図-7 明治神宮の杜のタヌキの糞における主要食物の占有率–順位曲線

果実・種子
 果実の多くは種名まで特定することはむずかしかったが,種子は可能であった.そこで種子の占有率の月変化を図-8に示した.これによると,5,6月にサクラ属(ヤマザクラを含む),6月にヤマモモ,9月以降にムクノキとギンナンが出現し,占有率も比較的大きかった.とくに10月のムクノキ,11,12月のギンナンは単独で20%を超える大きい値をとった.しかもムクノキもギンナンも出現月が長期に渡った.とくにギンナンは3月や5月にも検出され,タヌキは前年に落ちた果実(イチョウの場合は外種皮)を食べるものと考えられる.タヌキによるムクノキとギンナンへの強い依存性は明治神宮の杜のタヌキの食性における大きな特色と言える. 


図-8 明治神宮の杜のタヌキの糞から検出された種子の占有率(%)月変化

考 察
著者の一人釣谷は2011-12年に哺乳類の調査を行ない,10カ所のタヌキのため糞場を確認した(釣谷2013).しかし2016年に本調査を開始すると,発見がむずかしかった.また,前回の調査当時はタヌキの姿を見ることもあったが,本調査期間中はまったく見られなくなった.これらを考えると明治神宮の杜では2010年代の前半で明らかにタヌキの頭数が少なくなったことは確実と考えられる.東京都内では2000年代から2010年くらいにかけて,疥癬(※5こちら)に罹患したタヌキの報告が多くなったので,明治神宮の杜のタヌキも疥癬に罹患して減少した可能性がある. 
 本調査によって初めて明治神宮の杜のタヌキの食性が量的に評価された.これによりいくつかの特徴が明らかになった.まずここのタヌキは果実依存度が非常に高かったことである.とくにギンナンとムクノキへの依存が強いことが特徴であった.イチョウは神宮の杜には大木が多く,秋から冬にかけてはその下には大量のギンナンが落ちており,タヌキにとっては安定的に得ることができるものと考えられる.いくつかの糞はギンナンだけしか入っていないものもあった.そのほか,サクラ属やヤマモモも検出されたが,郊外の里山的環境のタヌキの糞によく出てくるキイチゴ類,クワ属,ヒサカキ,ジャノヒゲなどは検出されなかった.里山のコナラを主体とする雑木林には明るい林に生えるこれら低木類・草本類が豊富であるが,明治神宮の杜は常緑樹を含む巨木が多く,鬱蒼としており,林床にはそのような植物がほとんどない.糞組成はそのことを反映していると考えられる.
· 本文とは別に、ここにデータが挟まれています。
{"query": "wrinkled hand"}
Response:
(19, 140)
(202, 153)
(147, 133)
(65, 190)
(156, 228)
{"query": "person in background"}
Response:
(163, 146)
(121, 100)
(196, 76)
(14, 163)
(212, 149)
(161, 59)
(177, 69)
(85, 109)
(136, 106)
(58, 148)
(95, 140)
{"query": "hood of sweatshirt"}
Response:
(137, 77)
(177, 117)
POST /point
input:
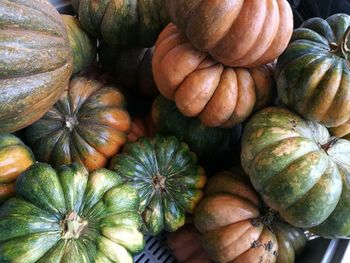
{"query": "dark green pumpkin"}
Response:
(131, 68)
(88, 125)
(36, 61)
(299, 170)
(123, 23)
(70, 216)
(15, 158)
(168, 180)
(313, 74)
(83, 46)
(206, 142)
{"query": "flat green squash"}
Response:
(35, 61)
(210, 143)
(169, 181)
(67, 215)
(299, 170)
(125, 23)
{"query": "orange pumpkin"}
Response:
(15, 158)
(185, 245)
(237, 33)
(89, 124)
(200, 86)
(234, 229)
(141, 127)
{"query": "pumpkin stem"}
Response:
(73, 226)
(71, 122)
(329, 144)
(159, 182)
(342, 48)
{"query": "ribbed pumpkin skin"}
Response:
(131, 68)
(125, 23)
(36, 61)
(234, 230)
(342, 131)
(299, 170)
(89, 124)
(168, 180)
(207, 142)
(200, 86)
(70, 216)
(237, 33)
(312, 78)
(185, 245)
(83, 46)
(15, 157)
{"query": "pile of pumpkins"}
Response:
(212, 121)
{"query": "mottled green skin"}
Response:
(205, 141)
(131, 68)
(312, 78)
(297, 174)
(162, 208)
(123, 23)
(83, 46)
(36, 61)
(31, 227)
(291, 242)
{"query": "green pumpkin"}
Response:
(70, 216)
(168, 180)
(36, 61)
(123, 23)
(299, 170)
(313, 74)
(83, 46)
(131, 68)
(206, 142)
 同じように都心にある広大な森林でも,皇居ではギンナンやムクノキ,サクラ属の他にも,イヌビワ,クワ科,キイチゴ類,ミズキ,エノキ,ヤマボウシ,カキノキも高頻度で検出されている(酒向ほか 2008).また赤坂御用地のタヌキの糞からはイチョウ,エノキ,ムクノキ,クスノキ,サクラ属,キブシ,ミズキ,カヤなどが比較的高頻度で検出されている(手塚・遠藤 2005).これらに比較すると,明治神宮の杜では検出種数が少なく,糞サンプル数が少なかったことを差し引いても,果実の多様性に乏しいといえる.この違いは皇居や赤坂御用地に比べて明治神宮の杜の方が巨木が多く,林内が暗い森林が連続的にあることを反映していると考えられる.ただし,夏は探索にも関わらず糞が発見されなかった.センサーカメラには夏にもタヌキが撮影されていたから,糞はしているのだが,糞虫により分解されてしまい,糞サンプルを確保することができなかった.したがって明治神宮のタヌキの夏の食性にはやや不明な部分が残る.
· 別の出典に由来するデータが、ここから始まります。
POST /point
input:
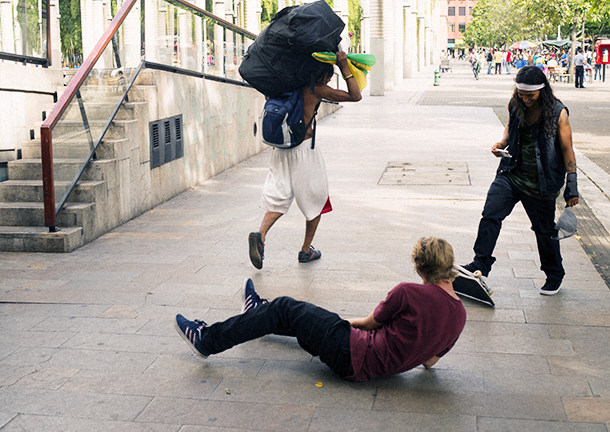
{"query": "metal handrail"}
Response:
(50, 210)
(46, 140)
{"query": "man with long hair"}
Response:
(536, 150)
(415, 325)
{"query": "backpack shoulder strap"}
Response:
(313, 131)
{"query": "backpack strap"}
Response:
(313, 130)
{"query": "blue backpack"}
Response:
(283, 120)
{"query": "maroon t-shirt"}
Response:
(418, 323)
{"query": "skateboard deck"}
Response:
(472, 285)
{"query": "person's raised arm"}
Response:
(367, 323)
(502, 143)
(564, 132)
(353, 91)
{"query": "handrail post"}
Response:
(48, 183)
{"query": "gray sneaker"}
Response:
(312, 255)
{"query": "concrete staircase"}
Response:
(91, 210)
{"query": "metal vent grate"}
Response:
(172, 147)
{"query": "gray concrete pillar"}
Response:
(376, 76)
(7, 39)
(399, 32)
 昆虫は出現頻度も70.1%と高く,平均占有率も18.5%と果実,種子に次いで大きい値をとった.これは想定されたことであり,他の場所とも共通していた.糞中の昆虫は粉砕されており,種群の詳細は不明であるが,森林の変化を考えると,かつては草原的な環境にいた昆虫をたべていたが,現在では森林生の昆虫を食べている可能性が大きい.
 注目されたのは鳥類の平均占有率が12.5%と昆虫に次いで高かったことである.ただし出現頻度は53.7%と昆虫の70.1%よりはかなり低かった.このことは鳥類は出現あたりの占有率はさらに高いということを意味する.タヌキの糞には冬から春の果実と昆虫が乏しい時期に鳥類と哺乳類が増加することは多くの事例で知られており,その傾向は明治神宮の杜でも確認されたが,ここでは哺乳類の平均占有率は2.1%,出現頻度も25.4%にとどまり,いずれも鳥類よりは大幅に小さかった.鳥類の出現率は皇居では21.9%,赤坂御用地では39.4%であり,明治神宮の杜の53.7%はこれらより大幅に高かった.Enomoto et al. (2018)は都市のタヌキは鳥類をよく利用するとしており,これらの例はそれを支持する.しかし,同じ市街地でも小平市の津田塾大学では鳥類の占有率は5〜10%に過ぎず,状況により大きく違うようである(高槻 2017).津田塾大学では哺乳類の方が多く,6〜27%を占めた(ただし秋は鳥類も哺乳類もごく少なかった).本分析では鳥類の種は特定していないが,羽毛は黒色のものが多く,羽軸の太さからしてもカラスの可能性が高い.実際,我々は明治神宮の林内を探索していてカラスの死体を数例発見した.明治神宮の杜にはカラス(主にハシブトガラス, 柳澤・川内 2013, 唐沢ほか 2015)が多く,林内にカラス捕獲用の装置があって捕獲されている.タヌキが生きたカラスを襲うかどうかはわからないが,糞中の羽毛は春に多いことを考えると,死体を食べている可能性が大きい.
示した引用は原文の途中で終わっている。